My fourth book, the one that really transformed how much attention I got as a poet, Ketjak, was published by Barrett Watten. Watten was still in high school when I first met him, and I was only just out of it. I wrote Ketjak while we shared a flat on Potrero Hill in San Francisco. It went through a single print run & then was out of print for over 20 years. But after Ketjak was first published, I was in a position to publish anything I wrote. When TC writes of my “armchair of established success and canonicity,” this is literally what he or she is writing about. Editions of 300 to 1,000, mostly done by personal friends. But it’s much more direct and effective than any other road to market, because these presses reached exactly the audience my poetry needed to reach. Much much better to have a book from This Press than from Yale.

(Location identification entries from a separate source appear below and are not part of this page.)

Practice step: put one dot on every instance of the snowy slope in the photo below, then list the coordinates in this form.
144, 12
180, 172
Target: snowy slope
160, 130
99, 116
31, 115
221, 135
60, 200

Today, however, there are at least ten thousand publishing poets working in the English language in & around North America. Unless all the MFA factories shut down at once, that number can be expected to double in the next decade. And there are more books of poetry published – roughly 4,000 a year. The 150 books I got to wade through for PSA was less than five percent of the ones I could have gotten (another way of looking at it would be that just submitting a book for an prize like the PSA Williams Award puts one up ahead over 95 percent of what is out there). These numbers too will grow. If you think it’s Babylon now, just imagine what it will be like in another ten years.

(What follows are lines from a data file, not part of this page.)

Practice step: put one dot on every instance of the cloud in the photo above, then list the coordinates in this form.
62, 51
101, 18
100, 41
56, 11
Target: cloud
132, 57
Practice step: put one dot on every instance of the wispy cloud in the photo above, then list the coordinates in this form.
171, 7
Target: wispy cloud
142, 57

The enormous growth in the number of practicing poets has some interesting consequences, not all of them bad. Rachel Blau DuPlessis likes to talk about what Philadelphia was like in the bad old days when “the scene” for post-avant poetics consisted of her, Toby Olson & Gil Ott. Then a magazine like 6ix came along, and other folks like Eli Goldblatt moved to town, then Bob Perelman & I, and all these young people either showed up or – more importantly – didn’t go away. The scene in Philly now is absolutely better than, say, SF in the early 1970s – more poets of more kinds doing more things & with more events. If you can’t find people who share your interests in Philadelphia, it really is a statement now of personal isolation, not the thinness of the scene.

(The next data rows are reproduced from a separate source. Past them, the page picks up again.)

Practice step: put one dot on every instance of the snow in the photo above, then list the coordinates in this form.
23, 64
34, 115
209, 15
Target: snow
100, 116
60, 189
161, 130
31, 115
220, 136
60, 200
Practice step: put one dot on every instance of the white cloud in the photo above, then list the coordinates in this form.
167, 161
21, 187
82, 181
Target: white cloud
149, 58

Yet I think for a lot of young writers, in particular, especially those coming out of MFA mills (and especially the programs that don’t quite “get” contemporary poetry, which is to say most of them), I think the transition to becoming a practicing writer can be a daunting, even crushing task. It’s when most people stop writing. They find that the context they had for poetry in school no longer exists in the “real” world and don’t know how to build one out of whole cloth. These are the people for whom contests exist, and it’s why I think they’re ultimately damaging. For one thing, the odds are preposterous. For another, unless they actually know the work of the judge, and know who the judge is, there is no way to ascertain if there is any reasonable expectation of even being competitive. They send in their money and their manuscript, they hope and they can feel crushed if they lose, sometimes again & again & again. Where if they would just get together with their friends and publish one another, they would be making enormous headway much more quickly. And their books would be reaching the right audiences. Which is (again) why it’s far better to have a volume published by Pressed Wafer, if you’re a New England poet, than in the Yale Younger Poets Series.

Even the Williams award, which is for already existing books by small, nonprofit or university presses, has some of these problematic elements, which is why I was so ambivalent at first when they asked me to judge this award. What does it mean to not win this award, especially to the 18 other poets whose books I found to be completely wonderful? Does it mean you’re a loser? In fact, every one of these people is doing luminous work. They’re brilliant & challenging. But they just didn’t win. One could say something quite similar about the 50 poets who were in that next pile (it turns out that there were 69 poets writing 70 books there, as one writer had books, both quite good, nominated by two different presses). I would not want to discourage any of these people, even slightly.